Mr. Winograd said the committee had decided not to assign personal blame for the war’s shortcomings, preferring to search for ways to prevent similar mistakes in the future. “It should be stressed that the fact we refrained from imposing personal responsibility does not imply that no such responsibility exists,” he said.
A large section of the report was devoted to the last-minute offensive that stirred controversy because it was ordered just as the U.N. truce was about to take effect. More than 30 Israeli soldiers were killed in that fighting.
Mr. Winograd said the 11th-hour offensive “failed” in its mission, did not improve Israel’s position and that the army was not prepared for it.
However, he said the operation’s goals were legitimate. “There was no failure in that decision in itself, despite its limited achievements and its painful costs.” Mr. Winograd said both Mr. Olmert and his then-defense minister, Amir Peretz, acted in “what they thought at the time was Israel’s interest.”
Since most of the army’s wartime commanders, including Mr. Peretz and the chief of staff at the time, have resigned, the big mystery today was how Mr.
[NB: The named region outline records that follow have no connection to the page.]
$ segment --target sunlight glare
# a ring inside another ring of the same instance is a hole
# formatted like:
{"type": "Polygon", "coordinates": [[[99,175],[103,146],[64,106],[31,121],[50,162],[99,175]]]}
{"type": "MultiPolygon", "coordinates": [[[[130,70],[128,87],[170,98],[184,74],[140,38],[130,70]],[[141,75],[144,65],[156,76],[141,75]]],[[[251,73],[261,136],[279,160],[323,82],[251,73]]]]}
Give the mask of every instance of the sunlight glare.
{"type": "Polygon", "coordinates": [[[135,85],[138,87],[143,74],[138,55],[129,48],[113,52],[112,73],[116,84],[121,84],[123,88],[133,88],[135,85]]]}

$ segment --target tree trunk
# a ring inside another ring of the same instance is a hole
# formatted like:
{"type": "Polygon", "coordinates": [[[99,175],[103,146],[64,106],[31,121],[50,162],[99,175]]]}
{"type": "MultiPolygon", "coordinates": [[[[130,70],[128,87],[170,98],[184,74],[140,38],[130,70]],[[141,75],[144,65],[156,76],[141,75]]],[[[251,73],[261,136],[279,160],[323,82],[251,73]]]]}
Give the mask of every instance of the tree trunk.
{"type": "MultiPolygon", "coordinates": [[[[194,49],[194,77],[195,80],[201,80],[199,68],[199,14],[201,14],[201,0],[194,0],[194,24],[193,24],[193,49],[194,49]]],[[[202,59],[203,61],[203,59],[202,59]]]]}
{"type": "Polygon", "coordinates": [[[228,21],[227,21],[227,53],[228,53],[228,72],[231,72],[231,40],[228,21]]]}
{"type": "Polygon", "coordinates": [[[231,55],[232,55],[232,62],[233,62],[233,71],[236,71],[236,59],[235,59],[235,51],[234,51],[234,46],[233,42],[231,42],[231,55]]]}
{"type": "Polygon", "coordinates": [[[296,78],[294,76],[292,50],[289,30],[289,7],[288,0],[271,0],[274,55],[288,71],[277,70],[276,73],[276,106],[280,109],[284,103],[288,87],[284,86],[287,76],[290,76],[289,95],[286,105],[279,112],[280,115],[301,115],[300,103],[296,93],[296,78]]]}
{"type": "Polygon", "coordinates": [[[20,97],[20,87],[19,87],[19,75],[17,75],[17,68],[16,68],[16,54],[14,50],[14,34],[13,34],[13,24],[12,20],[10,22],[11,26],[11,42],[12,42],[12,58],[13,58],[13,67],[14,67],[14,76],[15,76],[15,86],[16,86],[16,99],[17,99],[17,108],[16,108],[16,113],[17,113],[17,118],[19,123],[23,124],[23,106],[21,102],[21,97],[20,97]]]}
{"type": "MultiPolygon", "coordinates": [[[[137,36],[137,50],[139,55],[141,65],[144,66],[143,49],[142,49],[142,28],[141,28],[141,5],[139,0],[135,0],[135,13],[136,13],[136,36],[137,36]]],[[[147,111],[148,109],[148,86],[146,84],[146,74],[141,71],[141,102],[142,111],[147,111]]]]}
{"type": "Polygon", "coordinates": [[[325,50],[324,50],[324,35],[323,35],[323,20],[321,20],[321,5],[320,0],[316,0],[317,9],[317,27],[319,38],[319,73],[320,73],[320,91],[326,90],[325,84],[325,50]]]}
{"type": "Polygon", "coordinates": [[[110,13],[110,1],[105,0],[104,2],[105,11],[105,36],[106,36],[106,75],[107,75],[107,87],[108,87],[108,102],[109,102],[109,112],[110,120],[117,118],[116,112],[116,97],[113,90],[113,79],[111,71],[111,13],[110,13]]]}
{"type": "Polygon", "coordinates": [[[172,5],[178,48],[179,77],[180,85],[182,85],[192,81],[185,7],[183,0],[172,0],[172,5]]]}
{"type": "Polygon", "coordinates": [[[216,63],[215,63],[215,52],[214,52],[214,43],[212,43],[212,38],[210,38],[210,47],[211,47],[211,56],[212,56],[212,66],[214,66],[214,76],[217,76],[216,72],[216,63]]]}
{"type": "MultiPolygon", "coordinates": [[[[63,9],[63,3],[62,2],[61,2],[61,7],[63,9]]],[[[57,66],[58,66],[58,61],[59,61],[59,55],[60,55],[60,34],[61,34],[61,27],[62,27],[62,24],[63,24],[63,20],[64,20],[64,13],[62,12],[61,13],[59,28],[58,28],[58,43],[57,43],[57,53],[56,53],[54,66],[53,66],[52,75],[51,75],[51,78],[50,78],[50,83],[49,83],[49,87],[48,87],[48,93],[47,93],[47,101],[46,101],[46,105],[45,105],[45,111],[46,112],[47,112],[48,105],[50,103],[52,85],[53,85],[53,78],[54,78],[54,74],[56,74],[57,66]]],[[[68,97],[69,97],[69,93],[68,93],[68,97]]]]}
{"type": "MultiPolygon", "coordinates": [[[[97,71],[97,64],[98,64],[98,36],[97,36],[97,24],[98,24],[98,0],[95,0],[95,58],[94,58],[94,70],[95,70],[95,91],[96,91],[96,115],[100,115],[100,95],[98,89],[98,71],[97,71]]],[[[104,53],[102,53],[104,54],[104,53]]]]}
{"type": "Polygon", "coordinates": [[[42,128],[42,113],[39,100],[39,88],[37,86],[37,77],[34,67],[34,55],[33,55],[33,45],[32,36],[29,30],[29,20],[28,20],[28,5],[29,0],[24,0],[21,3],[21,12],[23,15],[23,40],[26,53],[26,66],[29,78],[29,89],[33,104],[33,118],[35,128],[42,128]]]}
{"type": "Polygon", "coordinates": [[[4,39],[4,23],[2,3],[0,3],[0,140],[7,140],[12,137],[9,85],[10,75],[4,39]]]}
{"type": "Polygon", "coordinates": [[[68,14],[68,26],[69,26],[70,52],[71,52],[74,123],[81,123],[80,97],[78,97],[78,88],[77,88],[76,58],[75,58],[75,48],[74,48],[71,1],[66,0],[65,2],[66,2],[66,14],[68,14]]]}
Olmert would fare.
The prime minister was able to beat back calls for his resignation after the interim report was released. This time, the Labor Party leader, Ehud Barak, is under pressure to deliver on his promise to push for Mr. Olmert’s resignation or advance elections.
If Mr. Barak pulls Labor’s 19-member faction out of the coalition, Mr. Olmert will no longer have a parliamentary majority and could be forced to call an election. His coalition now controls 67 of parliament’s 120 seats.
Polls show Mr. Olmert trailing far behind the leader of the Likud Party, Benjamin Netanyahu.
Opposition lawmakers, from dovish supporters of peace talks to hard-line critics, insisted Mr. Olmert must go.
“The report paints a very dark picture,” a lawmaker, Yossi Beilin, said. “This should not have happened and the man who is responsible cannot continue in his job.”
A Likud leader, Silvan Shalom, called the report “an indictment of the gravest sort” and urged Mr. Olmert to “announce new elections, to go to the people and let the people say what they think.”